Marina Silva avait été en tête dans les sondages, avant de s’écrouler. Elle apportait la nouveauté attendue, mais le fait qu’elle soit évangéliste est apparu comme un obstacle, décisif. Aecio Neves est alors devenu le favori, et il a fallu que Dimla Rousseff et la machine du Parti des Travailleurs assurent une fin de campagne d’anthologie pour gagner cette présidentielle. Le résultat était loin d’être acquis, avec comme chiffres au premier tour : Dilma Rousseff à 41,6 %, Neves 33,6 %, et Da Silva 21,3. L’électorat de Da Silva s’est partagé de manière égale.
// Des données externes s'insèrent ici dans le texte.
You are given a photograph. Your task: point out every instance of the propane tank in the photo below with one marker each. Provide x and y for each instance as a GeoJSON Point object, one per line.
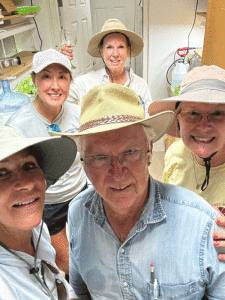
{"type": "Point", "coordinates": [178, 75]}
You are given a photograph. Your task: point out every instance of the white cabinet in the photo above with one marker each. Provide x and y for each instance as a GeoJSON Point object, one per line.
{"type": "Point", "coordinates": [30, 32]}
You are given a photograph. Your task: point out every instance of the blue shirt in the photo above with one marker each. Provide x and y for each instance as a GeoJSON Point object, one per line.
{"type": "Point", "coordinates": [174, 233]}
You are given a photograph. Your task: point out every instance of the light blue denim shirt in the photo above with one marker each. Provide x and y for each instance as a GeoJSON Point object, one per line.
{"type": "Point", "coordinates": [174, 233]}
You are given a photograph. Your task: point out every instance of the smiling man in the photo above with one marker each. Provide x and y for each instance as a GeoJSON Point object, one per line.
{"type": "Point", "coordinates": [127, 220]}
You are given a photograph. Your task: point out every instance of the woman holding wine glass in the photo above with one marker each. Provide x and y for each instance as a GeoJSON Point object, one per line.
{"type": "Point", "coordinates": [114, 44]}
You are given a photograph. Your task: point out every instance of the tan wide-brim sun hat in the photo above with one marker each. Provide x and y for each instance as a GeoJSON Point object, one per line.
{"type": "Point", "coordinates": [55, 155]}
{"type": "Point", "coordinates": [204, 84]}
{"type": "Point", "coordinates": [115, 26]}
{"type": "Point", "coordinates": [112, 106]}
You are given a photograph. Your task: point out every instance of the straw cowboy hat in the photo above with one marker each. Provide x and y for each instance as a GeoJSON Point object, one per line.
{"type": "Point", "coordinates": [54, 155]}
{"type": "Point", "coordinates": [112, 106]}
{"type": "Point", "coordinates": [112, 26]}
{"type": "Point", "coordinates": [204, 84]}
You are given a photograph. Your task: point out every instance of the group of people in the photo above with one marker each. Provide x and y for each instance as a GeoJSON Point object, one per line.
{"type": "Point", "coordinates": [130, 236]}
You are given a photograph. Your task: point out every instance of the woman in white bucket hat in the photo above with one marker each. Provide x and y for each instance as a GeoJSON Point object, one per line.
{"type": "Point", "coordinates": [27, 259]}
{"type": "Point", "coordinates": [114, 44]}
{"type": "Point", "coordinates": [50, 111]}
{"type": "Point", "coordinates": [197, 160]}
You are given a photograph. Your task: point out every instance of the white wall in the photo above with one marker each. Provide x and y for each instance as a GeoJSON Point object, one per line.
{"type": "Point", "coordinates": [168, 25]}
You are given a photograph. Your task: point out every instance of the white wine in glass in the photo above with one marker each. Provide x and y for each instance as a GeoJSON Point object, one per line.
{"type": "Point", "coordinates": [69, 38]}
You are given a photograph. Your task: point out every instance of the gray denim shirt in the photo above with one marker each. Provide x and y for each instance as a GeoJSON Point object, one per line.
{"type": "Point", "coordinates": [174, 233]}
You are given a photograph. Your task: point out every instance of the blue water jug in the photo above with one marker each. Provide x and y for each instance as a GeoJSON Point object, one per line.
{"type": "Point", "coordinates": [10, 102]}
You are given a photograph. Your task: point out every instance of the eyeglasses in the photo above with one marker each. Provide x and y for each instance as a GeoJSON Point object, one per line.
{"type": "Point", "coordinates": [54, 127]}
{"type": "Point", "coordinates": [126, 158]}
{"type": "Point", "coordinates": [195, 117]}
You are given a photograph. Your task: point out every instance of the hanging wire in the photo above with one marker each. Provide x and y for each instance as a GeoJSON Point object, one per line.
{"type": "Point", "coordinates": [196, 7]}
{"type": "Point", "coordinates": [37, 29]}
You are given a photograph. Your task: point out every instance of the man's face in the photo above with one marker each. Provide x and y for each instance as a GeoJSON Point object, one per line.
{"type": "Point", "coordinates": [119, 186]}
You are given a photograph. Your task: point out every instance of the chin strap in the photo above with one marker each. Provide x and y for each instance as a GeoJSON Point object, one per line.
{"type": "Point", "coordinates": [207, 166]}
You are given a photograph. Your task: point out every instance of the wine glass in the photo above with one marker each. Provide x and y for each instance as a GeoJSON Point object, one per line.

Dimla Rousseff, que l’on admire tous pour son parcours, va avoir fort à faire, avec trois défis.

Le premier est politique, avec un pays qui ressort divisé. Le Nordeste et le Nord du pays, démunis, accordent plus de 70 % des voix à Dimla Rousseff, alors qu’au Sud-Est, plus riche, autour de Sao Paulo, Aécio Neves est souvent au-dessus de 60 %.

Le second est économique. En quatre ans, la croissance s’est écroulée, passant de 7 % par an à zéro, et la récession menace. L’inflation revient, et il sera difficile de ne pas réorienter le cours actuel de la politique, très social.

Enfin, la grande affaire qui empoisonne le climat est la corruption, avec beaucoup trop de trafics autour du Parti des Travailleurs, et beaucoup d’informations laissant entendre que Dimla Rousseff était au courant. Les juges, bien enhardis, vont vite avancer… ce qui aidera peut-être aussi à renouveler le Parti des Travailleurs !

En attendant, bravo Dimla, grande dame de la politique.